Physical Sensitivity Kernels Can Emerge in Data-Driven Forward Models: Evidence From Surface-Wave Dispersion

Abstract

Data-driven neural networks are increasingly used as surrogate forward models in geophysics, but it remains unclear whether they recover only the data mapping or also the underlying physical sensitivity structure. Here we test this question using surface-wave dispersion. By comparing automatically differentiated gradients from a neural-network surrogate with theoretical sensitivity kernels, we show that the learned gradients can recover the main depth-dependent structure of physical kernels across a broad range of periods. This indicates that neural surrogate models can learn physically meaningful differential information, rather than acting as purely black-box predictors. At the same time, strong structural priors in the training distribution can introduce systematic artifacts into the inferred sensitivities. Our results show that neural forward surrogates can recover useful physical information for inversion and uncertainty analysis, while clarifying the conditions under which this differential structure remains physically consistent.

Figures (2)

• Figure 1: Influence of training priors on surrogate-derived sensitivity kernels for a representative velocity model. (a) Weak-prior ensemble, in which velocity models are broadly distributed without imposing specific structural features.

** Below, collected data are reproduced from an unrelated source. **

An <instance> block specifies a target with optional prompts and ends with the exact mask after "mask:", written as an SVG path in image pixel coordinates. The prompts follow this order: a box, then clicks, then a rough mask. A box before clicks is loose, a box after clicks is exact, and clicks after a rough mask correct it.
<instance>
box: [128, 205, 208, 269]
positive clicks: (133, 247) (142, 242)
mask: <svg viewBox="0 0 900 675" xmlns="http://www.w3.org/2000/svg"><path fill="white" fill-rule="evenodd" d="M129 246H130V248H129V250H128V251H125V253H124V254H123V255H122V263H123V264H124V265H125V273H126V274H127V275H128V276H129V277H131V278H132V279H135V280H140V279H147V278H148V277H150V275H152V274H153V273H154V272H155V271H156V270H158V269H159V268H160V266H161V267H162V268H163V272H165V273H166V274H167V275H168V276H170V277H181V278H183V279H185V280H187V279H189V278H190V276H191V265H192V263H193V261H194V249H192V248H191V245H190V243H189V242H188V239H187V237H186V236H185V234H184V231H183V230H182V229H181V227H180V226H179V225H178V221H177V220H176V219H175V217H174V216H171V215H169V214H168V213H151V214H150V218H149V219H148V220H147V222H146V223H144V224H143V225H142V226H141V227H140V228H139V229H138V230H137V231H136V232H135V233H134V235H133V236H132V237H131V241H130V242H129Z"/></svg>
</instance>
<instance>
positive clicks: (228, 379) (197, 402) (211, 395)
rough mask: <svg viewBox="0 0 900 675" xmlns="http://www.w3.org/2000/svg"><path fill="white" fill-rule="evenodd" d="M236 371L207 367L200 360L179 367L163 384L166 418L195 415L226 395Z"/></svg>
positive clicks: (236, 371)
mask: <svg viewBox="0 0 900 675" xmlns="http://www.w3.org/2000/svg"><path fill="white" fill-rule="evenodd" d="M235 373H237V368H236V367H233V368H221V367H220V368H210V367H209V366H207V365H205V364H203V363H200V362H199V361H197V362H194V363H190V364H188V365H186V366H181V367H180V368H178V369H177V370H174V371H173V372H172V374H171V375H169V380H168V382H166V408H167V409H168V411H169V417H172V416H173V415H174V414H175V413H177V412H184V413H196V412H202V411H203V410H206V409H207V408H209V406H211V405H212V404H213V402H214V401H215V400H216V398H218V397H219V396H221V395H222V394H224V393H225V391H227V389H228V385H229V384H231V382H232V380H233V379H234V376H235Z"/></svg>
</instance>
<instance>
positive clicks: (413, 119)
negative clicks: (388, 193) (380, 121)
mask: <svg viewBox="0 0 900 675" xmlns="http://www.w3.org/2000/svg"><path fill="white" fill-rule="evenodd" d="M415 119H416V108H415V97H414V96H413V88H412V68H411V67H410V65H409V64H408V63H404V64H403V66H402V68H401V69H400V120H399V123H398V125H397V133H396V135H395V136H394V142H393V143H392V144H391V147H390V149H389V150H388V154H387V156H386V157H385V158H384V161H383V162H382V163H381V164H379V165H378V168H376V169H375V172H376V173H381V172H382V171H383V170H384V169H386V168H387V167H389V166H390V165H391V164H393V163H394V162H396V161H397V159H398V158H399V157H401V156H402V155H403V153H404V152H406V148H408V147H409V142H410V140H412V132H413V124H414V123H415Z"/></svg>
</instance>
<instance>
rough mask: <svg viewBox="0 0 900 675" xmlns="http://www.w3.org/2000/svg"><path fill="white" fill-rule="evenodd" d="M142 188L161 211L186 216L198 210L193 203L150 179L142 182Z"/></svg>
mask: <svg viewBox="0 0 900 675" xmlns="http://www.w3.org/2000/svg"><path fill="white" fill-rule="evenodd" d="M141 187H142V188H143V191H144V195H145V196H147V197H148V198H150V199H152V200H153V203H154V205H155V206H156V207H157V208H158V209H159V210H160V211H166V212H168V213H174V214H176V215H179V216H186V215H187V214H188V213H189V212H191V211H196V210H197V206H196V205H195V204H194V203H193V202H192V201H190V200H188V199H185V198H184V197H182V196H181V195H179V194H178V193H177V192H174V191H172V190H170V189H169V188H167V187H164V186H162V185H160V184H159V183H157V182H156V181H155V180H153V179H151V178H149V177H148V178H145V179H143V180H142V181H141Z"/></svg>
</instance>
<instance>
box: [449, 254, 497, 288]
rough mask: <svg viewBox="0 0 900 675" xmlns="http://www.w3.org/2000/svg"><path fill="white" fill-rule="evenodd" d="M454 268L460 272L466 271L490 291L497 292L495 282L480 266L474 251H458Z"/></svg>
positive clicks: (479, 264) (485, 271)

The representative model used for all kernel calculations is shown by the black curve; shading indicates the P10–P90 and P25–P75 ranges. (b)–(c) Rayleigh- and Love-wave sensitivity kernels computed from the surrogate trained on the weak-prior ensemble, compared with theoretical kernels. The surrogate gradients closely follow the theoretical kernels, with peak sensitivity shifting systematically with period, consistent with physical expectations. (d) Strong-LVZ-prior ensemble, in which a low-velocity zone (LVZ) is imposed in the upper mantle. Horizontal bands and lines indicate the mean and ±1$\sigma$ ranges of the Moho depth and LVZ center inferred from the prior. (e)–(f) Rayleigh- and Love-wave sensitivity kernels from the surrogate trained on the strong-prior ensemble, using the same representative model as in (a). In contrast to (b)–(c), the surrogate gradients exhibit persistent depth-localized anomalies near the imposed LVZ depth that remain approximately fixed across periods, deviating from theoretical kernels whose sensitivity shifts with period. This comparison demonstrates that the physical consistency of surrogate-derived gradients depends on the training prior, with strong structural priors introducing non-physical features in the inferred sensitivity kernels.
• Figure 2: Surrogate-based gradient inversion and local posterior uncertainty estimated from the Fisher information matrix. Left panels show recovered shear-wave velocity models for four representative samples, including the true model (black), initial model (gray dashed), and inverted model (red). Shaded regions denote $\pm 2\sigma$ uncertainty derived from the inverse Fisher matrix. Right panels show corresponding dispersion fits for Rayleigh and Love waves before and after inversion. The inversion successfully recovers the main structural features of the true model and achieves close agreement with observed dispersion curves. The posterior uncertainty increases with depth, reflecting reduced sensitivity and increased non-uniqueness in deeper regions. These results demonstrate that gradients derived from the neural surrogate provide a physically meaningful approximation of the forward operator Jacobian and can be used for both inversion and uncertainty quantification.